At this point, I can’t help the tears that silently run down my cheeks. I know deep down that Axel wouldn’t harm me, but this has been my reality for so long that the instinct to protect myself is just too strong.
“Izzy, please, Princess. Turn around,” he says after a long pause. I can still feel his anger but his tone is soft and reassuring. I slowly turn, bracing myself for any reaction, but I am completely shocked by the pain in his eyes. “Let’s go. We’re talking and we’re talking now. Izzy, hear me this right fucking now. You do not fear me. Ever. Even as mad as you have me, I wouldn’t ever put my hands on you. Do you hear me? I would never harm a single fucking hair on your head, Princess.”
I flinch but it has nothing to do with fearing him. Hearing him call me Princess again is almost as painful as seeing him before me. I never thought I would hear that word coming from those lips again. I nod once, giving him that before following him out the door.
I trail behind him, eyes to the floor, walking past the cubicles and around the display case. I look up and meet Trix’s eyes. Surprisingly, she isn’t enamored by Axel, but she looks at me with uncensored concern. I give her a small, very wobbly smile and ask her how much.
“Already paid. Here are the instructions from Ty. I wrote the shop number on there in case you have any questions.” She looks at me and I can see her communicating something. I just can’t figure it out right now. My mind is focused on one thing and one thing only.
I thank her and then look around the front for Dee. I find her silently crying next to Beck, who has his arm thrown tightly around her shoulders, hugging her close. I can’t even fake a smile for her. She knows me too well, so it would be completely pointless. I walk out the front door and stand there, waiting for the rest of this fucked-up entourage to join me on the sidewalk. Axel is out first. He takes his post behind me, boxing me in and making any thought of running impossible.
Dee comes up and gives me an awkward hug. “It will be okay, Iz,” she whispers into my ear before pulling away and standing back with Beck. He gives me a sympathetic smile but doesn’t say anything, and really, what can be said? Then I meet the blue eyes of Greg.
“Games, baby girl. I won’t sit back and watch you self-destruct with these fucked-up games. You can be mad, and I get that you will be, but you will not play these fucked-up games. I’ll call you tomorrow and maybe by then you will understand why this was the only move you left me. I love you, baby girl, but that shit stops now.”
My eyes widen in shock. I hear Dee gasp behind him, and I feel Axel’s deep rumble behind my back. I can imagine that Dee is just as shocked as I am that Greg just admitted to letting Axel know where I was; I have no clue what the hell Axel’s deal is. I am crushed. How could he do this to me? The tears start streaming down again, even heavier than before. I can see Greg, and he looks visibly shaken up by my tears.
Everything I had been building up—the fight, the drive to be strong—is gone in an instant. I am completely flattened with his betrayal. I let out a mighty breath before addressing Greg. “Do not even bother, Greg. Don’t. As far as I’m concerned, you can lose my number. I’m dead to you, you hear me? I do not exist to you.” I look right into his eyes, with tears flowing quickly; I don’t even bother to mask the pure pain.

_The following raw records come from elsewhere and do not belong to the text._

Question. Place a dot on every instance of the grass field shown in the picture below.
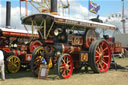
(111, 77)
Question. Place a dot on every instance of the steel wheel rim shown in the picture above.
(90, 37)
(13, 64)
(103, 56)
(66, 67)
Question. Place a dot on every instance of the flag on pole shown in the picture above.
(93, 7)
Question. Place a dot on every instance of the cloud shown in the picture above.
(15, 17)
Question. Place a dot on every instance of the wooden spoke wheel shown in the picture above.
(65, 66)
(37, 56)
(90, 37)
(99, 56)
(13, 64)
(34, 44)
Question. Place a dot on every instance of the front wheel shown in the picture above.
(37, 56)
(65, 66)
(99, 56)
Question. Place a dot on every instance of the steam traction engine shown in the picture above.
(69, 44)
(17, 46)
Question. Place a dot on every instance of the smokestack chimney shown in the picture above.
(53, 7)
(8, 11)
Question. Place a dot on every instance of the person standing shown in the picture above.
(2, 64)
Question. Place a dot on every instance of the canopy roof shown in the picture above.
(38, 18)
(17, 33)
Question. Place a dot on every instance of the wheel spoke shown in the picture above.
(106, 56)
(104, 62)
(100, 65)
(97, 60)
(63, 60)
(97, 52)
(63, 74)
(99, 49)
(105, 49)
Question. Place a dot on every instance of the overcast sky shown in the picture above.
(78, 9)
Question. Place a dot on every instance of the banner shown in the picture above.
(93, 7)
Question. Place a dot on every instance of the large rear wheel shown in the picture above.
(65, 66)
(37, 56)
(99, 56)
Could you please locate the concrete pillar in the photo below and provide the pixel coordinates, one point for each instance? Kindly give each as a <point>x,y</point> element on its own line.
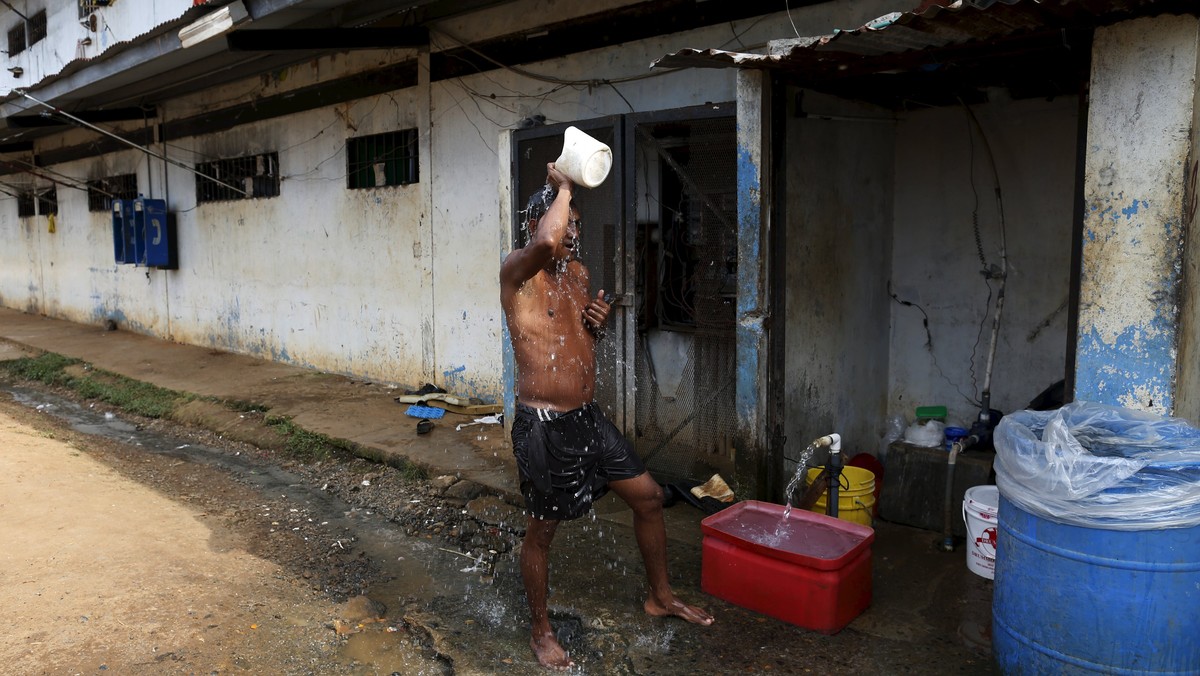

He looks stunned at first, and then a look that I’m sure comes close to the pain across my face takes hold of his features. I don’t even give it a second thought. I turn and look up to Axel’s blazing eyes.
“I didn’t drive, took a cab here. So if you want to talk, you either do it here or you meet me somewhere.” I don’t even recognize my voice; it’s flat and expressionless.
His eyes flare and he slowly brings his hand forward, grabbing my hand. I don’t flinch at his touch, but the bolts shooting up my arm from this exchange has me widening my eyes at him. If his quick intake of air is any indication, he feels it too.
“Not leaving my fucking sight, understand that right now. Say goodbye to your friends. We are going to have this chat and we’re doing it right now before you decide to run. Again.” There is no room for arguing; he means it and I don’t even care. Greg’s deception is hard enough to take in, but knowing I am about to rip open old wounds better left alone is gutting me.
I have no idea how I am going to make it through this.
CHAPTER 10
I give Dee another look; she seems to understand and gives me a small nod. I completely ignore Greg, turn, and prepare to follow Axel to parts unknown. I know what is coming, and I might not be ready, but something is telling me that I have no choice. Axel wants answers, he warned me, and I knew he would be determined.